Liver iron content (LIC) was measured by FerriScan ® and values were expressed in mg Fe/g weight.4 Four classes of LIC have been reported in thalassemic patients: Class 1=normal LIC < 3 mg Fe/g dry liver, Class 2=mild overload LIC 3–7 mg Fe/g dry liver, Class 3=moderate LIC overload 7–15 mg Fe/g dry liver, and Class 4=severe LIC overload ≥15 mg Fe/g dry liver.5

Short stature and endocrine complications were assessed and defined according to the International Network of Clinicians for Endocrinopathies in Thalassemia (ICET) and American Diabetes Association criteria.6,7

Ethical approval for the study was obtained by the IRB of Medical Research Center at Hamad Medical Corporation [http://www.wma.net]. All procedures were carried out with the adequate understanding and consent of patients.
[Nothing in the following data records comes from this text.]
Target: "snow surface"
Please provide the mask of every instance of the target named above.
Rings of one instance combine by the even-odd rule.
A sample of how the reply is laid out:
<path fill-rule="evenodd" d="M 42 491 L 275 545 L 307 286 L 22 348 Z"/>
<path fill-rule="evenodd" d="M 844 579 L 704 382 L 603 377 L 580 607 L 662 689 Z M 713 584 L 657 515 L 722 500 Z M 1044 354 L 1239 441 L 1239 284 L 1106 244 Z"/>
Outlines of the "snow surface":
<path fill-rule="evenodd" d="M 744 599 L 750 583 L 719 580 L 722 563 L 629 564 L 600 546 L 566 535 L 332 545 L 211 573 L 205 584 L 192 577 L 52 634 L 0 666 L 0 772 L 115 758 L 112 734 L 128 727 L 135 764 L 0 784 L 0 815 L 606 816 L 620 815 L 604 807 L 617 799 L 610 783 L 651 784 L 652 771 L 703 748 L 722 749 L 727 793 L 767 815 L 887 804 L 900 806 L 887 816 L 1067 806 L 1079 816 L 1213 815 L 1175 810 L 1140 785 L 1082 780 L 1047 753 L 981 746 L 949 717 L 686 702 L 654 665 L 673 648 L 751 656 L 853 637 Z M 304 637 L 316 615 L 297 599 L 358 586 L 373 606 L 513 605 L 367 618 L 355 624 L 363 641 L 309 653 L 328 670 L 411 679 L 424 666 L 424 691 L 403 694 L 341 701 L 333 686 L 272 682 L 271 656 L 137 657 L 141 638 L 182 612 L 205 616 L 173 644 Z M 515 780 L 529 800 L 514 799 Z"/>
The Kolmogorov-Smirnov (K-S) test and PP plot were used to test for normality of the data. Associations between two or more qualitative variables were assessed using chi-square (χ2), Fisher Exact or Yates corrected Chi-square statistical tests as appropriate. Quantitative data between the two independent groups were analysed using unpaired ‘t’ test or Mann Whitney U test as appropriate. The relationship between two quantitative variables was examined using Pearson’s correlation coefficients. Pictorial presentations of the key were made using appropriate statistical graphs. All p values presented were two-tailed, and p values <0.05 was considered as statistically significant. All Statistical analyses were done using statistical packages SPSS 22.0 (SPSS Inc. Chicago, IL) and Epi-info (Centres for Disease Control and Prevention, Atlanta, GA) software.

Results

Out of the twenty-four transfusion-dependent BTM, 63% (15/24) were males and 37% (9/24) were females. There were eight different nationalities, but Pakistanis accounted for almost one-third (29.2%) and Qataris for one-fifth (20.8%), whereas Egyptians, Sudanese, Bangladeshis, Iranians, Palestinians and Bahrainis accounted for 12.5%, 12.5%, 8.3%, 8.3%, 4.2% and 4.2%, respectively.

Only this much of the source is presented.